Ontem decidi caminhar na alvorada.
Estou cansada da estrada por onde me levam os sinais. Não gosto do SENTIDO PROIBIDO. E abomino o SENTIDO OBRIGATÓRIO. Que se sente o que se quer! Que se sente o que se pode… E quando se pode sentir os nossos passos ficam cegos. Desobedecem ao STOP e desafiam cruzamentos. Deixam-se andar desatentos, alheios às distâncias dos estacionamentos.
Passo os dias entre a estrada e os passeios. Contando os paralelepípedos ou encandeada pelo brilho do alcatrão a estorricar ao sol.
Algumas calçadas são irregulares, ferem-me os pés – egoístas- que tratam de dividir a dor com a alma. E fica molhado o meu rastro nos caminhos. Se quiseres, podes segui-lo, enquanto não me evaporo do percurso…
O alcatrão fere-me o olhar com o cheiro negro e viscoso que traz no brilho que oferece, peganhoso…. Tímido, não conta nada, o olhar. Guarda a luz encandeada e as dores que lhe desperta em cápsulas por detrás do pensamento. Só dou com elas nos dias em que me levanto num pranto e preciso de me livrar de sofrimento.

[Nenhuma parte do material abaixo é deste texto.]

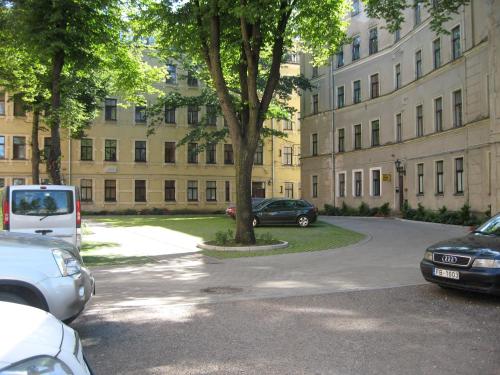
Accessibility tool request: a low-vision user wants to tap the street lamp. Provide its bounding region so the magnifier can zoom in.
[394,159,406,211]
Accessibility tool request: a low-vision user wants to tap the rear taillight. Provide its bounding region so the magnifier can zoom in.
[76,200,82,228]
[2,200,10,230]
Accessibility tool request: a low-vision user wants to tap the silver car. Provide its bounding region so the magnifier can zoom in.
[0,302,92,375]
[0,232,95,322]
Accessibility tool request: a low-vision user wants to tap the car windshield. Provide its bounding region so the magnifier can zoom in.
[475,215,500,236]
[12,190,73,216]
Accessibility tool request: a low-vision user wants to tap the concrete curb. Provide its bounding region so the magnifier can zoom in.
[196,241,288,251]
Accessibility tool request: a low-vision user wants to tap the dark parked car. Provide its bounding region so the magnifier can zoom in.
[420,214,500,295]
[226,198,266,219]
[253,199,318,227]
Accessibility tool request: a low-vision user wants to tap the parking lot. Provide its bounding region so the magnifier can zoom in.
[73,218,500,374]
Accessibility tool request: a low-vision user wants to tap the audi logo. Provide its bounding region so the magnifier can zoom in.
[441,255,458,264]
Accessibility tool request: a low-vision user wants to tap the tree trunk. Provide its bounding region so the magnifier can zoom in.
[31,106,40,185]
[47,50,64,185]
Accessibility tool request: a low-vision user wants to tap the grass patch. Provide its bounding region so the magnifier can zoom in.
[92,215,364,259]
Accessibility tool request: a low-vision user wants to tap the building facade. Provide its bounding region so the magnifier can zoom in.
[301,0,500,213]
[0,63,301,212]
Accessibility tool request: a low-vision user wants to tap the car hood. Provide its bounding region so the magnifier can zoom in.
[0,302,64,369]
[429,233,500,256]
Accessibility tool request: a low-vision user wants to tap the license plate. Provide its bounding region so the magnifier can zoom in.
[433,268,460,280]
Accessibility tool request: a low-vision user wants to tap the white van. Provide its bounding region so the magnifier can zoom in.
[2,185,81,249]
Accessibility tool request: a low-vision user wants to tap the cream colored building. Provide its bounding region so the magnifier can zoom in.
[0,63,300,211]
[301,0,500,213]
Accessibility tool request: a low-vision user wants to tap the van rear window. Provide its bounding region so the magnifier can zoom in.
[12,190,73,216]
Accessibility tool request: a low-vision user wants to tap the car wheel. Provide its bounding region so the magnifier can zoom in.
[0,292,31,306]
[297,215,309,228]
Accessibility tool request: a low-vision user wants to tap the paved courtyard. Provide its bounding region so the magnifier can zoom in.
[74,217,500,374]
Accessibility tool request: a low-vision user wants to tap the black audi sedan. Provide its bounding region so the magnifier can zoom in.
[253,199,318,228]
[420,214,500,295]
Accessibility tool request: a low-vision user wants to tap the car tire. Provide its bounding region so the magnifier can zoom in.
[297,215,310,228]
[0,292,29,307]
[252,217,259,228]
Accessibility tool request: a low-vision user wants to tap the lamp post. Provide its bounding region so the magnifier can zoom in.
[394,159,406,211]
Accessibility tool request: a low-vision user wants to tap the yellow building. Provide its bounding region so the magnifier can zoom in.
[0,58,300,211]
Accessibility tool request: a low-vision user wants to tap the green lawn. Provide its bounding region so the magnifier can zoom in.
[87,215,364,258]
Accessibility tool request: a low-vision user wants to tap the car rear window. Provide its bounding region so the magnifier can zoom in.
[12,190,73,216]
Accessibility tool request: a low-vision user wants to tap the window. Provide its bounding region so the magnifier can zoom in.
[417,163,424,195]
[368,28,378,55]
[311,133,318,156]
[394,64,401,90]
[339,173,345,197]
[0,135,5,159]
[313,94,319,114]
[394,29,401,43]
[165,142,175,163]
[283,146,293,165]
[165,105,175,124]
[135,105,146,123]
[165,64,177,85]
[396,113,403,142]
[312,66,318,78]
[188,105,200,125]
[14,95,26,117]
[372,120,380,146]
[354,124,361,150]
[451,26,462,60]
[370,74,379,99]
[434,98,443,132]
[253,142,264,165]
[337,86,344,108]
[224,143,234,164]
[207,104,217,126]
[417,105,424,137]
[43,137,52,160]
[455,158,464,194]
[104,139,116,161]
[453,90,462,128]
[207,181,217,202]
[206,143,217,164]
[352,35,361,61]
[188,143,198,164]
[135,141,146,162]
[413,0,422,27]
[104,180,116,202]
[134,180,146,202]
[252,181,266,198]
[337,47,344,68]
[415,50,422,79]
[353,171,363,197]
[351,0,361,16]
[165,180,175,202]
[337,129,345,152]
[104,98,117,121]
[432,38,441,69]
[12,137,26,160]
[80,178,92,202]
[187,71,198,87]
[352,80,361,104]
[436,160,444,194]
[224,181,231,202]
[371,169,380,197]
[281,119,293,130]
[188,181,198,202]
[0,92,5,116]
[80,138,93,161]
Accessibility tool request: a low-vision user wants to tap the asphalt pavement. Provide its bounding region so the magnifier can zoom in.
[73,217,500,374]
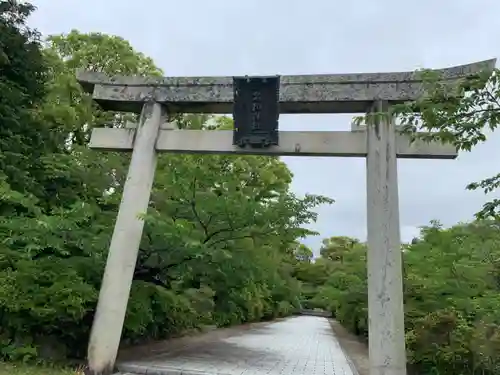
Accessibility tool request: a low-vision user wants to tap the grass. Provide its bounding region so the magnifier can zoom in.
[0,362,83,375]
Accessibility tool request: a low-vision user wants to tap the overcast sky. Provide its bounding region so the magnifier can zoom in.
[31,0,500,251]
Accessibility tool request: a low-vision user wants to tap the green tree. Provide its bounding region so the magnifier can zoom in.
[0,23,331,358]
[386,62,500,218]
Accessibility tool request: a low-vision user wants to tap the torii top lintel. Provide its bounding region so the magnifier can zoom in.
[77,59,496,113]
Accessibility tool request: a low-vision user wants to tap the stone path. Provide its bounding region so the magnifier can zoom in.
[118,316,356,375]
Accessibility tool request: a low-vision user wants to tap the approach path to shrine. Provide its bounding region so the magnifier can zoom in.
[118,316,355,375]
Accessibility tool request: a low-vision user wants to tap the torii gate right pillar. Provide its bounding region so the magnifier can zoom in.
[366,101,406,375]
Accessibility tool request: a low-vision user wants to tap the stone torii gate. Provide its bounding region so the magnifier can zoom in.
[78,60,495,375]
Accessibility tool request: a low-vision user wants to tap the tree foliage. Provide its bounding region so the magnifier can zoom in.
[299,225,500,375]
[0,5,331,359]
[393,65,500,219]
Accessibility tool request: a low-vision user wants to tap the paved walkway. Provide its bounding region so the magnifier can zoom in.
[118,316,355,375]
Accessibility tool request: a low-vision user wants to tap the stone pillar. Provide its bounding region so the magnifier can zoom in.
[366,102,406,375]
[88,101,165,375]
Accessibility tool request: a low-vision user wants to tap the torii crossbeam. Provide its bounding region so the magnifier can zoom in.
[78,60,496,375]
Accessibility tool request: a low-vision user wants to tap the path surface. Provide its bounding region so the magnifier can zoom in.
[118,316,355,375]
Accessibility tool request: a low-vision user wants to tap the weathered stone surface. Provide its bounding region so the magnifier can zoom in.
[118,316,356,375]
[78,59,496,113]
[89,128,457,159]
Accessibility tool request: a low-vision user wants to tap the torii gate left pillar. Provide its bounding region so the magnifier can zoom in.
[78,60,495,375]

Às vezes passo por pedra polida. Bem cortada à medida. Lisa no brilho uniforme. E do conforto do andar acabo sempre a pensar na fonte da sua beleza. Quantos cortes suportou, mais a tortura de alisar, para se fazer igual, só mais uma entre tantas que deixamos para trás na pressa de algum lugar. Não quero assim a minha vida.

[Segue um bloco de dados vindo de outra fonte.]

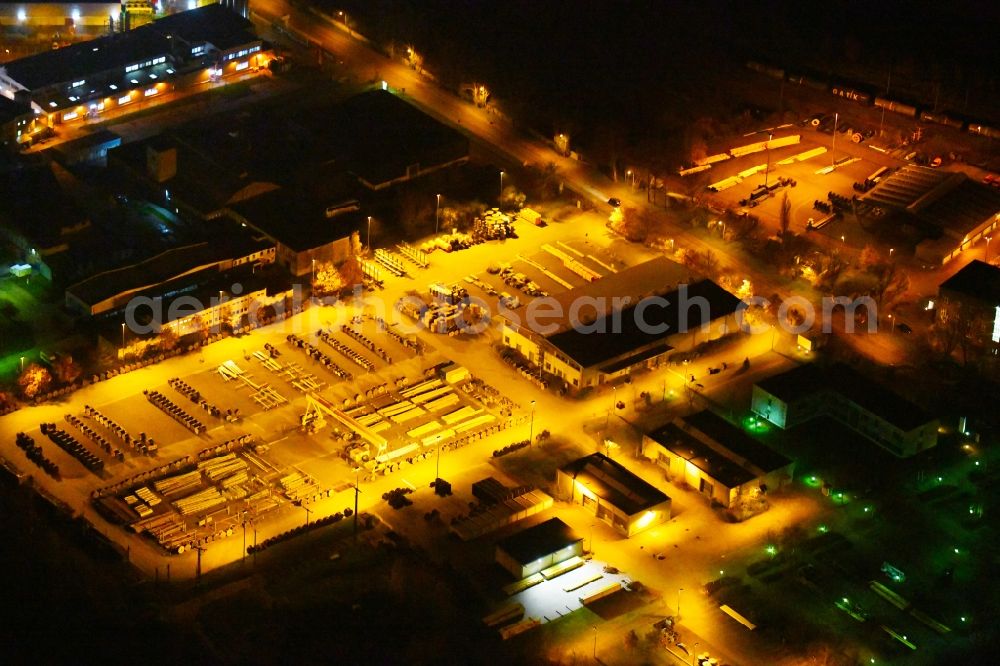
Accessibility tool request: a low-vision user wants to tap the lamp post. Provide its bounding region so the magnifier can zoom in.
[528,400,535,446]
[354,466,364,543]
[764,132,774,188]
[830,113,840,167]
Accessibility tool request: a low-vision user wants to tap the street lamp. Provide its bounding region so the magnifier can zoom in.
[830,113,840,167]
[764,132,774,189]
[528,400,535,446]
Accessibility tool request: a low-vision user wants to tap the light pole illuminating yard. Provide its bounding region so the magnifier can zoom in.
[528,400,535,446]
[827,113,840,167]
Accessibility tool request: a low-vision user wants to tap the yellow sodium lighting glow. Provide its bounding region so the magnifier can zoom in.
[635,511,658,530]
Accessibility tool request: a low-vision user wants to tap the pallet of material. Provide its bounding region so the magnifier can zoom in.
[441,405,483,425]
[483,604,524,627]
[503,574,545,597]
[500,617,541,640]
[406,421,441,439]
[153,472,201,499]
[424,393,461,412]
[580,583,622,606]
[540,555,583,580]
[389,407,427,423]
[378,400,413,417]
[348,414,382,428]
[563,574,604,594]
[410,386,451,405]
[135,486,160,506]
[420,428,455,448]
[173,488,226,516]
[455,414,497,432]
[399,379,441,398]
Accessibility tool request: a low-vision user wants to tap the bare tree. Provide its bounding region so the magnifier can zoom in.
[778,192,792,240]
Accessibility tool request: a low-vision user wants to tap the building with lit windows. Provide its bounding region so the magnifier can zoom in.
[861,165,1000,265]
[500,257,741,392]
[0,0,122,31]
[752,363,940,458]
[0,91,35,147]
[936,260,1000,356]
[0,4,269,131]
[496,518,583,580]
[642,411,795,515]
[556,453,670,537]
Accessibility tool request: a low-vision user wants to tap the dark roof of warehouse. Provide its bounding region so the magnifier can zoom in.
[304,90,469,186]
[0,95,31,125]
[648,423,757,488]
[560,453,670,516]
[757,363,933,432]
[229,188,365,252]
[862,165,1000,237]
[0,163,88,248]
[941,259,1000,305]
[497,518,583,564]
[684,410,792,472]
[547,280,741,367]
[66,232,270,306]
[2,4,257,90]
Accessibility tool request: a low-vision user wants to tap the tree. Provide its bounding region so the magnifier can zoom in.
[158,326,179,352]
[858,245,882,271]
[870,261,910,307]
[52,354,83,384]
[609,206,652,243]
[778,192,792,240]
[17,363,52,398]
[500,185,527,210]
[340,257,365,289]
[312,262,344,298]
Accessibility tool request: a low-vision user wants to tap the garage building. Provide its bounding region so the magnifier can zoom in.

Acordo quando tropeço. Num desnível de pedra solta. Um susto que agradeço porque me tende a alma a adormecer no percurso. A rocha que me acorda é baça e irregular. Não fosse o meu tropeçar, não me roubaria um olhar. Mas ganhou-me a curiosidade a malandra desnivelada que quase me fazia tombar. Sentei-me, sem pressa, para a apreciar. E mandei o tempo avançar.
Ontem decidi caminhar na alvorada. Ou começar ao contrário, partindo da chegada. Ou inverter a cadência e acelerar em dormência. Ou deixar-me ficar sem ir quando me mandam seguir, a ver a pedra que ousa deixar-se sem aparência, largada em irreverência, quando entro, sem consciência numa rua mal iluminada, que tinha mesmo à entrada um sinal que me avisava de um BECO SEM SAÍDA.

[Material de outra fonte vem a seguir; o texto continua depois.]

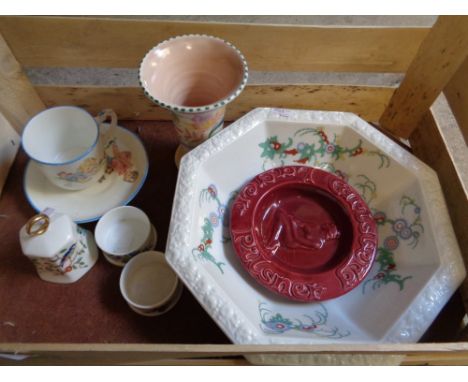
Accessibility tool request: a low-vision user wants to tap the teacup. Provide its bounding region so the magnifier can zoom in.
[120,251,183,316]
[94,206,157,267]
[139,35,248,149]
[22,106,117,190]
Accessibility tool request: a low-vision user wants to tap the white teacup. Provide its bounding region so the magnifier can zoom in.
[22,106,117,190]
[120,251,183,316]
[94,206,157,267]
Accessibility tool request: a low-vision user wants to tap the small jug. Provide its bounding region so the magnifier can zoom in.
[19,208,98,284]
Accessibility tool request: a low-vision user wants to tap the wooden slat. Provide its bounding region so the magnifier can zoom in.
[0,343,468,365]
[380,16,468,138]
[410,108,468,312]
[36,85,395,121]
[0,34,44,132]
[444,59,468,144]
[0,17,429,72]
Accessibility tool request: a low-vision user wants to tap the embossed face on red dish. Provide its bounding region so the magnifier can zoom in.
[231,166,377,301]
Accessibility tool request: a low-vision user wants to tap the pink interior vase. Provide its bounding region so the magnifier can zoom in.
[139,35,248,150]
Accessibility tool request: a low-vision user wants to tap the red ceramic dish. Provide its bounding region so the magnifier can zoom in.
[231,166,377,302]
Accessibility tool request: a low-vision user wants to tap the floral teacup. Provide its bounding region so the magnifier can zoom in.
[22,106,117,190]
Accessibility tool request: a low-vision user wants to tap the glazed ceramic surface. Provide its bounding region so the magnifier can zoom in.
[139,35,248,148]
[120,251,182,316]
[19,208,98,284]
[94,206,157,266]
[101,225,158,267]
[166,109,465,344]
[22,106,117,190]
[230,166,377,301]
[24,126,148,223]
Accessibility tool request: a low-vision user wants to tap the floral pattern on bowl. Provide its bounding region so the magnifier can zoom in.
[166,108,465,344]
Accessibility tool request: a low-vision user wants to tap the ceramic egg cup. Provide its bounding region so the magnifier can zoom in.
[120,251,183,317]
[94,206,157,267]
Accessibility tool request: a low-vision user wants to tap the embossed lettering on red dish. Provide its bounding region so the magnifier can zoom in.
[231,166,377,302]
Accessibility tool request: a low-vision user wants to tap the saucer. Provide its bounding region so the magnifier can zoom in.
[101,224,158,267]
[231,166,377,302]
[24,126,148,224]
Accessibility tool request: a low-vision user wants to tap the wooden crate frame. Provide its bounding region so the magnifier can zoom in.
[0,16,468,365]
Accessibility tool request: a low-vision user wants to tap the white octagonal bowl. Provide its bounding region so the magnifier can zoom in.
[166,108,465,344]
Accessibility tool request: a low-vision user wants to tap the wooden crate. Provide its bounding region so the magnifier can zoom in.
[0,16,468,365]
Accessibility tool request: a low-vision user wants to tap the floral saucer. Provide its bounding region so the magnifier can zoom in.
[24,126,148,224]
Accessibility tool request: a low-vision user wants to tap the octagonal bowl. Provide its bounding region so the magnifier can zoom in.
[166,108,465,344]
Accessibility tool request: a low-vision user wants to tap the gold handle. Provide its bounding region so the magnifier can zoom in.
[26,214,50,236]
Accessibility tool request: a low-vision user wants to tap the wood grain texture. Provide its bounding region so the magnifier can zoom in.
[444,59,468,144]
[0,343,468,365]
[0,17,429,72]
[410,112,468,312]
[0,34,44,133]
[36,85,395,121]
[380,16,468,138]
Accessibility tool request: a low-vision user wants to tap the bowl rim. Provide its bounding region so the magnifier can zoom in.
[138,33,249,114]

Mas andava na alvorada, no alcatrão sem estrada e nas pedras todas soltas. Decretei um fim aos sinais e às demais convenções, larguei-me a correr sempre em frente, como quem aprende de repente e descobre que afinal sente e… para sair daquele beco… inventei um novo mapa, onde cada rua é só um espaço para desenhar outro caminho à medida de cada passo. E sem sinais da vida.